El grave conflicto político institucional que vive Venezuela, sintetizado en la reciente insurrección de un grupo de militares, la coexistencia de dos poderes legislativos paralelos y manifestaciones callejeras oficialistas y opositoras que costaron un centenar y medio de muertos en pocas semanas, obliga a toda la región a asumir la crisis como propia.

Lo primero que corresponde es condenar la violencia política de todo signo, con responsabilidad principal del Estado por el uso excesivo de la fuerza, las detenciones arbitrarias y hasta las torturas denunciadas por la ONU. Además, la fiscal general ha sido destituida por una Asamblea Nacional Constituyente elegida sin opositores que desconoce el parlamento surgido de elecciones libres en 2015.

Ante semejante cuadro, sin embargo, los intentos diplomáticos por acercar a las partes han resultado infructuosos, y no sólo por el empecinamiento de los actores locales o por los intentos indebidos de injerencia como los hechos públicos por Estados Unidos, cuyos antecedentes en escenarios similares de la región, y en la propia Venezuela, son pésimos.

En ese sentido, la emergencia obliga a la región a activar mecanismos de solución de crisis institucionales adoptados en otras ocasiones bajo liderazgos políticos fuertes y decididos que hoy, bajo circunstancias más graves, aparecen como un manojo de voluntades dispersas, muchas veces enfrentadas, y por lo tanto debilitadas frente a la situación.

Mediaciones como la del ex presidente socialista español José Luis Rodriguez Zapatero parecen haber ido más lejos en sus esfuerzos que la de los propios estados latinoamericanos. Y, francamente, no sería razonable que Europa termine arreglando la situación de uno de nosotros.

La gravedad del caso venezolano es inédita en las últimas décadas para un país de la región, quitando el caso trágicamente atípico de Haití. Según el FMI, el PIB per cápita cayó un 40% desde 2013. En ese mismo período, la producción de petróleo, que monopoliza la riqueza del país, cayó 17% y su precio 55%. Entre 2012 y 2017, el salario cayó 75%.

Probablemente, haya que recorrer el camino en sentido inverso: primero atender las consecuencias de la crisis, agravada por la fuerte y determinandte influencia del poder militar en el gobierno de Nicolás Maduro, y después las causas, como ocurre en las catástrofes.

Para empezar, la condición básica para hacer progresos reales en esta situación es la paz política interna, que se verá facilitada -como en otras mediaciones- manteniendo vivo el diálogo y contenidos los poderes externos a la propia América Latina.
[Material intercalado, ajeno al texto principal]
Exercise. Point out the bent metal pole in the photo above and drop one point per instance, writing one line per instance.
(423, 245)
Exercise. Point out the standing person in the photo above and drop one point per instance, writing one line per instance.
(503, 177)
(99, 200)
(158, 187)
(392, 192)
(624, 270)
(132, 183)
Las numerosas ocasiones en que los venezolanos han concurrido a las urnas desde la irrupción del chavismo son también una muestra de que el antiguo espíritu democrático del país, de los de mayor tradición en la región, está vivo. De hecho, la última fase del conflicto se reduce a una disputa sobre la elección de una Asamblea Nacional Constituyente.

Pero dada la acentuada polarización, ideológica, política, económica y social, ese espíritu democrático necesita recuperar un espacio neutral de consensos básicos, que sería más fácil de construir si contara con una buena tarea de mediación que, primero, garantice la convivencia.

En ese panorama, Estados Unidos es un elemento especialmente irritante a mantener a raya, para facilitar consensos, retomar el diálogo político, pacificar la sociedad y, finalmente, regularizar el funcionamiento básico de la economía y dar certidumbre al país. Lo mismo vale para Cuba.

El protagonismo, ante esta emergencia, corresponde naturalmente a los otros actores de la región.

Los presidentes de América Latina deben anteponer el bien común –hoy seriamente afectado- y redireccionar la energía que ya pusieron en asumir posiciones particulares. Detrás de la denuncia de atropellos, de las invocaciones al diálogo y de una cerrada defensa de la democracia y los derechos humanos, resulta indispensable garantizar un camino regional de salida a la crisis.

De lo contrario, la solución vendrá de la mano de otros.